June 2007 Column Winner
We have met the enemy, it is 4 years old
By Jeff Mullin, Enid News & Eagle
It's not often one stands face to face with a force so terrible it has been known to reduce grown men to tears.
I did, and lived to tell about it.
It was Monday when I found myself confronted by one of the most powerful, most fearsome entities on earth - a room full of 4-year-olds. It was vacation Bible school, that summer ritual of games, crafts and stories that annually gives children a taste of both the Gospel and Rice Krispies treats.
It must have been a moment of temporary madness that led me to volunteer for VBS. It would be easy, the director told me. All I had to do was tell a story.
Heck, I tell stories for a living, how hard could that be?
But then I was standing in a room decorated in a beach motif, watching the children file in. And I came to the gut-wrenching, sweat-inducing realization I had not one good clue what I was doing. I thought about running, but they were between me and the door.
The story was familiar, of Jesus telling Simon Peter to take his boat to deep water and cast his fishing nets over the side, even though the crew had just spent the night fishing with no success.
So the kids and I simulated rowing, fishing and even the sea, while I told of nets miraculously overflowing with fish and the subsequent call to Simon Peter and his crew to become "fishers of men."
"Have you ever gone fishing?" I asked the first- and second-grade group. Hands went up and cries of "I have," filled the room, when one little boy said, "I got kicked by a horse once."
All righty then.
The 5-year-olds were next, and they were wiggly and vocal, but attentive. I was beginning to think this might be a breeze. Then came the 4-year-olds and my life flashed before my eyes.
Four-year-olds don't sit. Instead they bounce, wiggle and prance. And they talk, all at once, as loudly as they can.
"What kind of fish would you like to be?" I asked. Bad mistake.
First they all wanted to be various kinds of sharks. Then one little girl said she wanted to be an angel fish and all agreed, even the prior shark lovers.
Four-year-olds want to be seen and heard. One little girl, half of a set of twins clad in matching bright pink T-shirts, clamped her hands over her ears to shut out the din and walked right up to me, yelling in her loudest outside voice "I want to tell you!" So she told me, whatever it was, I couldn't hear her for my knees knocking.

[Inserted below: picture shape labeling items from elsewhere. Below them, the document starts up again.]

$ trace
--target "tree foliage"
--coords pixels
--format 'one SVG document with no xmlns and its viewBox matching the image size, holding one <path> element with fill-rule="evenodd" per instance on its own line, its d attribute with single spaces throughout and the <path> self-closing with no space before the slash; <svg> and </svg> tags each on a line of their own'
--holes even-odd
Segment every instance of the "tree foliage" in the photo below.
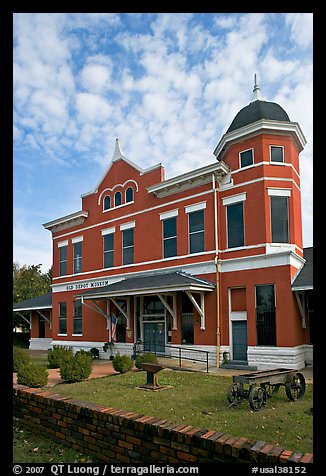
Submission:
<svg viewBox="0 0 326 476">
<path fill-rule="evenodd" d="M 42 273 L 41 264 L 19 266 L 18 263 L 13 263 L 13 303 L 49 293 L 51 277 L 52 269 Z M 17 313 L 13 313 L 13 327 L 17 325 L 26 328 L 26 322 Z"/>
</svg>

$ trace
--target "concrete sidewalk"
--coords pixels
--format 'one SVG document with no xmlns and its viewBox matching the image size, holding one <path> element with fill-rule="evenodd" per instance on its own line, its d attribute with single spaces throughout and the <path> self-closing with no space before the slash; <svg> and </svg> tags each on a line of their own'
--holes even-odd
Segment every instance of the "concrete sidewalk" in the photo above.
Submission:
<svg viewBox="0 0 326 476">
<path fill-rule="evenodd" d="M 27 352 L 37 360 L 45 360 L 47 358 L 47 351 L 43 350 L 27 350 Z M 184 360 L 182 359 L 181 367 L 179 367 L 179 359 L 173 359 L 169 357 L 158 357 L 158 361 L 165 365 L 168 368 L 172 368 L 175 370 L 188 370 L 192 372 L 204 372 L 206 373 L 206 362 L 193 362 L 191 360 Z M 137 369 L 134 367 L 134 371 Z M 48 385 L 56 385 L 58 383 L 62 383 L 63 380 L 60 377 L 59 369 L 48 369 L 49 372 L 49 380 Z M 233 375 L 240 375 L 243 373 L 251 373 L 253 371 L 250 370 L 238 370 L 238 369 L 223 369 L 216 367 L 216 365 L 210 365 L 208 367 L 208 373 L 210 375 L 217 375 L 223 377 L 232 377 Z M 300 372 L 304 375 L 307 383 L 313 383 L 313 367 L 305 367 L 304 369 L 300 370 Z M 110 360 L 93 360 L 93 369 L 92 373 L 89 376 L 89 379 L 92 378 L 100 378 L 106 377 L 107 375 L 117 374 L 113 368 L 112 361 Z M 17 374 L 13 374 L 13 382 L 17 382 Z"/>
</svg>

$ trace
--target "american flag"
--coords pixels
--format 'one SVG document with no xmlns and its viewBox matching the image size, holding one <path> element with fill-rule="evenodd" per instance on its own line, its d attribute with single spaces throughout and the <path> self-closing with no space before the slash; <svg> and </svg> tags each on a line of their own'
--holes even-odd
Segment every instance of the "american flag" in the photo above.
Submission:
<svg viewBox="0 0 326 476">
<path fill-rule="evenodd" d="M 118 319 L 114 314 L 111 313 L 111 341 L 117 341 L 117 322 Z"/>
</svg>

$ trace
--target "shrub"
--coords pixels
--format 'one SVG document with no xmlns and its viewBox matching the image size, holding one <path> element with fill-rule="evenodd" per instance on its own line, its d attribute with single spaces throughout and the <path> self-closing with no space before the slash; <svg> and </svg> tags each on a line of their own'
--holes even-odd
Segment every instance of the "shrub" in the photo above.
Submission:
<svg viewBox="0 0 326 476">
<path fill-rule="evenodd" d="M 14 347 L 13 350 L 13 371 L 18 372 L 18 370 L 30 363 L 30 356 L 23 349 Z"/>
<path fill-rule="evenodd" d="M 90 355 L 92 356 L 91 352 L 89 350 L 85 350 L 85 349 L 80 349 L 76 352 L 76 354 L 81 354 L 81 355 Z M 75 354 L 75 355 L 76 355 Z"/>
<path fill-rule="evenodd" d="M 129 372 L 129 370 L 131 370 L 133 367 L 131 358 L 128 355 L 120 355 L 119 353 L 117 353 L 117 355 L 112 360 L 112 364 L 114 370 L 120 372 L 121 374 Z"/>
<path fill-rule="evenodd" d="M 92 356 L 89 352 L 70 355 L 60 365 L 60 376 L 65 382 L 80 382 L 92 372 Z"/>
<path fill-rule="evenodd" d="M 72 357 L 73 352 L 71 347 L 54 345 L 53 349 L 48 353 L 48 367 L 50 369 L 58 369 L 62 362 L 69 357 Z"/>
<path fill-rule="evenodd" d="M 17 372 L 17 383 L 28 387 L 44 387 L 48 383 L 49 372 L 43 365 L 23 365 Z"/>
<path fill-rule="evenodd" d="M 135 360 L 135 365 L 137 369 L 141 369 L 140 364 L 143 364 L 144 362 L 148 362 L 150 364 L 156 364 L 157 356 L 153 354 L 152 352 L 147 352 L 145 354 L 138 355 Z"/>
<path fill-rule="evenodd" d="M 100 351 L 96 347 L 92 347 L 90 353 L 92 354 L 93 359 L 99 358 Z"/>
</svg>

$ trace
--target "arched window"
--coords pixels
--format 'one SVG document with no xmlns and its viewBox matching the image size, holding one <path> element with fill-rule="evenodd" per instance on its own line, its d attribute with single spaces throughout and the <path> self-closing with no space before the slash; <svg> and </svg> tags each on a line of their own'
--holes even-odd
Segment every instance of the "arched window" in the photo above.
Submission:
<svg viewBox="0 0 326 476">
<path fill-rule="evenodd" d="M 116 192 L 114 195 L 114 206 L 118 207 L 122 204 L 122 195 L 121 192 Z"/>
<path fill-rule="evenodd" d="M 126 190 L 126 203 L 134 201 L 134 191 L 131 187 Z"/>
<path fill-rule="evenodd" d="M 107 195 L 104 198 L 104 210 L 109 210 L 111 208 L 111 197 L 110 195 Z"/>
</svg>

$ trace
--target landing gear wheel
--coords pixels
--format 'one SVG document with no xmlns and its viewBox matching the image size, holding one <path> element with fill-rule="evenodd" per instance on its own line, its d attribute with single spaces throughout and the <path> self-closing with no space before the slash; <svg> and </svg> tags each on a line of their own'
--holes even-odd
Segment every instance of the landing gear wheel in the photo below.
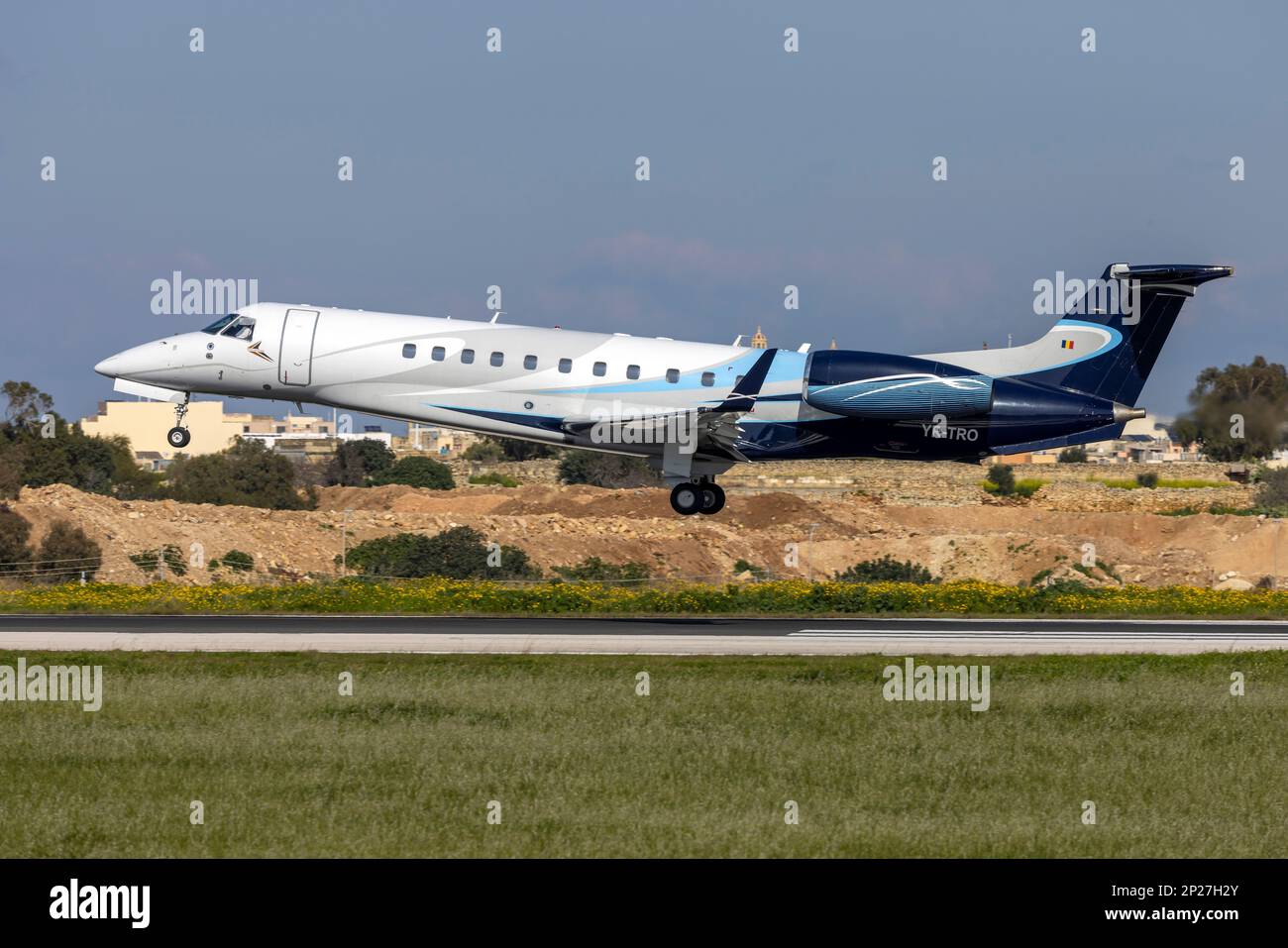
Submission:
<svg viewBox="0 0 1288 948">
<path fill-rule="evenodd" d="M 710 517 L 724 510 L 724 488 L 719 484 L 702 486 L 702 513 Z"/>
<path fill-rule="evenodd" d="M 676 484 L 671 488 L 671 509 L 689 517 L 702 509 L 702 488 L 697 484 Z"/>
</svg>

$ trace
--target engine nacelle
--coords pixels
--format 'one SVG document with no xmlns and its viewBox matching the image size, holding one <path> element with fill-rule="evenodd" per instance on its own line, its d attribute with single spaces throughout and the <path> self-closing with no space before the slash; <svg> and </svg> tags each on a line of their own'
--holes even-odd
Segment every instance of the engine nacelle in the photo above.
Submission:
<svg viewBox="0 0 1288 948">
<path fill-rule="evenodd" d="M 805 403 L 860 419 L 933 419 L 981 415 L 993 379 L 960 366 L 911 356 L 826 349 L 805 368 Z"/>
</svg>

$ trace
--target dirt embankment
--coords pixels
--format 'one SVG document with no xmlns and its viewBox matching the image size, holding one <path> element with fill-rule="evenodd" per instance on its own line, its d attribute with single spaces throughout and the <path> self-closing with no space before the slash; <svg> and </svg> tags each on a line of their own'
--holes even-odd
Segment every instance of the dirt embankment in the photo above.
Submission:
<svg viewBox="0 0 1288 948">
<path fill-rule="evenodd" d="M 639 560 L 656 576 L 730 578 L 739 559 L 779 574 L 827 576 L 889 554 L 945 578 L 1005 583 L 1050 574 L 1097 583 L 1208 586 L 1229 573 L 1238 574 L 1236 582 L 1255 582 L 1271 576 L 1276 565 L 1280 585 L 1288 576 L 1282 522 L 1148 513 L 1207 506 L 1213 500 L 1245 504 L 1244 487 L 1123 491 L 1064 478 L 1032 500 L 997 501 L 979 489 L 979 470 L 904 466 L 912 471 L 869 469 L 867 478 L 859 471 L 850 489 L 799 492 L 795 484 L 733 489 L 725 510 L 714 518 L 675 515 L 661 489 L 547 484 L 326 488 L 313 511 L 117 501 L 53 486 L 24 489 L 14 507 L 32 523 L 33 540 L 55 518 L 82 527 L 103 547 L 100 578 L 118 582 L 146 582 L 148 574 L 130 554 L 166 545 L 178 547 L 185 560 L 200 554 L 202 563 L 242 550 L 255 556 L 258 571 L 304 576 L 336 572 L 335 558 L 344 545 L 453 526 L 522 546 L 544 569 L 594 555 Z M 942 478 L 938 492 L 935 470 Z M 969 501 L 942 504 L 945 495 L 967 489 Z M 920 502 L 909 501 L 909 495 Z M 209 578 L 210 571 L 201 565 L 179 581 Z"/>
</svg>

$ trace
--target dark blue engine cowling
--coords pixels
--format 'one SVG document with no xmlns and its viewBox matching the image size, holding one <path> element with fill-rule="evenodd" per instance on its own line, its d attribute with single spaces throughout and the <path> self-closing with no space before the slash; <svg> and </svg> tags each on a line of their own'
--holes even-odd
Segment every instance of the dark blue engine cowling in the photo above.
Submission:
<svg viewBox="0 0 1288 948">
<path fill-rule="evenodd" d="M 989 410 L 993 380 L 911 356 L 827 349 L 809 357 L 805 402 L 862 419 L 966 417 Z"/>
</svg>

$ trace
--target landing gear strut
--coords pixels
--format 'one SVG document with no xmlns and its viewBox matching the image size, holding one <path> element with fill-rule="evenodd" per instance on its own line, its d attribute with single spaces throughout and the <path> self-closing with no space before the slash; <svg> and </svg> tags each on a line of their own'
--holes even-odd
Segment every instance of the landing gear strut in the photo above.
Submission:
<svg viewBox="0 0 1288 948">
<path fill-rule="evenodd" d="M 192 431 L 183 426 L 183 416 L 187 413 L 188 395 L 184 395 L 183 401 L 174 407 L 174 428 L 165 437 L 173 448 L 185 448 L 188 447 L 188 442 L 192 441 Z"/>
<path fill-rule="evenodd" d="M 677 514 L 719 514 L 724 509 L 724 489 L 707 478 L 687 480 L 671 488 L 671 509 Z"/>
</svg>

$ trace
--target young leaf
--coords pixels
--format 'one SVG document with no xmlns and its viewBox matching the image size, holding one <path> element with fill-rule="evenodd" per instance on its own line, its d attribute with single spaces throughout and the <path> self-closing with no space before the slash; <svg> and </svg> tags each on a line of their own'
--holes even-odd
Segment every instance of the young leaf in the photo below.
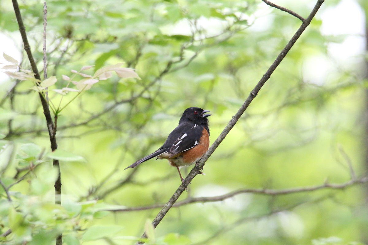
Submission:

Four-year-olds move like lightning. In a split second, before I could react, one little boy was yanking on a towel hanging at the front of the room and secured on one end by a glass bowl filled with pens and pencils. The towel fell, as did the glass bowl, which immediately shattered into a gazillion pieces.
"What the $%&@!+@!% are you doing?" My mind screamed, but the words came out sounding more like "It's OK, everybody stay back, don't touch anything."
The kids stayed out of the glass, which was cleaned up quickly, and nobody got hurt, so disaster was narrowly averted - for the moment.
I went back to my story, only to have another crisis arise.
"I have to go potty," said one, sparking an apparent epidemic of need for immediate elimination. I quickly rushed through the end of the story, and they bounded out, all but one little girl who had fallen fast asleep in the back of the room. I was a huge hit.
I couldn't blame her. I was exhausted, and still had one group to go. By the end of the morning I walked out of the church with newfound respect for parents of small children, and perhaps some insight as to what Daniel felt upon walking out of the lion's den.
But then again, that was only lions.